Lyzhin listened and thought how he, Lyzhin, would go back sooner or later to Moscow, while this old man would stay here for ever, and would always be walking and walking. And how many times in his life he would come across such battered, unkempt old men, not "men of any worth," in whose souls fifteen kopecks, glasses of vodka, and a profound belief that you can't get on in this life by dishonesty, were equally firmly rooted.
Then he grew tired of listening, and told the old man to bring him some hay for his bed, There was an iron bedstead with a pillow and a quilt in the traveler's room, and it could be fetched in; but the dead man had been lying by it for nearly three days (and perhaps sitting on it just before his death), and it would be disagreeable to sleep upon it now. . . .
"It's only half-past seven," thought Lyzhin, glancing at his watch. "How awful it is!"
He was not sleepy, but having nothing to do to pass away the time, he lay down and covered himself with a rug. Loshadin went in and out several times, clearing away the tea-things; smacking his lips and sighing, he kept tramping round the table; at last he took his little lamp and went out, and, looking at his long, gray-headed, bent figure from behind, Lyzhin thought:
"Just like a magician in an opera."
It was dark. The moon must have been behind the clouds, as the windows and the snow on the window-frames could be seen distinctly.
"Oo-oo-oo!" sang the storm, "Oo-oo-oo-oo!"
"Ho-ho-ly sa-aints!" wailed a woman in the loft, or it sounded like it. "Ho-ho-ly sa-aints!"
"B-booh!" something outside banged against the wall. "Trah!"

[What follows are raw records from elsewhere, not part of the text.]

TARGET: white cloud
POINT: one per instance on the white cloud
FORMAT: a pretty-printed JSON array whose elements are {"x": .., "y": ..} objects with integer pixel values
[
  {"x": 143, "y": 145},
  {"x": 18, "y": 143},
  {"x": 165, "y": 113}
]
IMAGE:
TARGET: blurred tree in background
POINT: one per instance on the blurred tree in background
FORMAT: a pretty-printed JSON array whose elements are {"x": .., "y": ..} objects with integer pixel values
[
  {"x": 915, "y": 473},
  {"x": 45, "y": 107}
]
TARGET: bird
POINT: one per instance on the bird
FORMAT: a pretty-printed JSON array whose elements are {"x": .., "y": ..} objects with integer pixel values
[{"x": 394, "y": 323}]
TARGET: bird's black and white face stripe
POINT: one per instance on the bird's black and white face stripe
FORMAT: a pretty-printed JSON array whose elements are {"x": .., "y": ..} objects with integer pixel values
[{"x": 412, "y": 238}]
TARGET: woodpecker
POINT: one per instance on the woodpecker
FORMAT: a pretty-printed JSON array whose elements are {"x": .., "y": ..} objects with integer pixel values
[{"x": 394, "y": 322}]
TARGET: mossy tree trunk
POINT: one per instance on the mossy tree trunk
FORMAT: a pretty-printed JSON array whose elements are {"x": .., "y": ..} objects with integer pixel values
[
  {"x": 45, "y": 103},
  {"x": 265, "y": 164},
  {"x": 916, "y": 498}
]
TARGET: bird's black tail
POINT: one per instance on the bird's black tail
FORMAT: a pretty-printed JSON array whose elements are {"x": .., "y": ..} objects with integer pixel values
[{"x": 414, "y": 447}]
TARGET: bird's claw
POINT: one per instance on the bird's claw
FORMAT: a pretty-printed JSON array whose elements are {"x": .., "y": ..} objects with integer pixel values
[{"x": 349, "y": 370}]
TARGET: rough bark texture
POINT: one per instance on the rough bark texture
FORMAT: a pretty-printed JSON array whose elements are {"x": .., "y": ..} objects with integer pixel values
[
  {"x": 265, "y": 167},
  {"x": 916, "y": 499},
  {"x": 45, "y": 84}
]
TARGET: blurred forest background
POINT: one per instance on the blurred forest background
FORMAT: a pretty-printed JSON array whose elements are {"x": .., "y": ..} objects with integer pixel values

The examining magistrate listened: there was no woman up there, it was the wind howling. It was rather cold, and he put his fur coat over his rug. As he got warm he thought how remote all this -- the storm, and the hut, and the old man, and the dead body lying in the next room -- how remote it all was from the life he desired for himself, and how alien it all was to him, how petty, how uninteresting. If this man had killed himself in Moscow or somewhere in the neighborhood, and he had had to hold an inquest on him there, it would have been interesting, important, and perhaps he might even have been afraid to sleep in the next room to the corpse. Here, nearly a thousand miles from Moscow, all this was seen somehow in a different light; it was not life, they were not human beings, but something only existing "according to the regulation," as Loshadin said; it would leave not the faintest trace in the memory, and would be forgotten as soon as he, Lyzhin, drove away from Syrnya. The fatherland, the real Russia, was Moscow, Petersburg; but here he was in the provinces, the colonies. When one dreamed of playing a leading part, of becoming a popular figure, of being, for instance, examining magistrate in particularly important cases or prosecutor in a circuit court, of being a society lion, one always thought of Moscow. To live, one must be in Moscow; here one cared for nothing, one grew easily resigned to one's insignificant position, and only expected one thing of life -- to get away quickly, quickly. And Lyzhin mentally moved about the Moscow streets, went into the familiar houses, met his kindred, his comrades, and there was a sweet pang at his heart at the thought that he was only twenty-six, and that if in five or ten years he could break away from here and get to Moscow, even then it would not be too late and he would still have a whole life before him. And as he sank into unconsciousness, as his thoughts began to be confused, he imagined the long corridor of the court at Moscow, himself delivering a speech, his sisters, the orchestra which for some reason kept droning: "Oo-oo-oo-oo! Oo-oooo-oo!"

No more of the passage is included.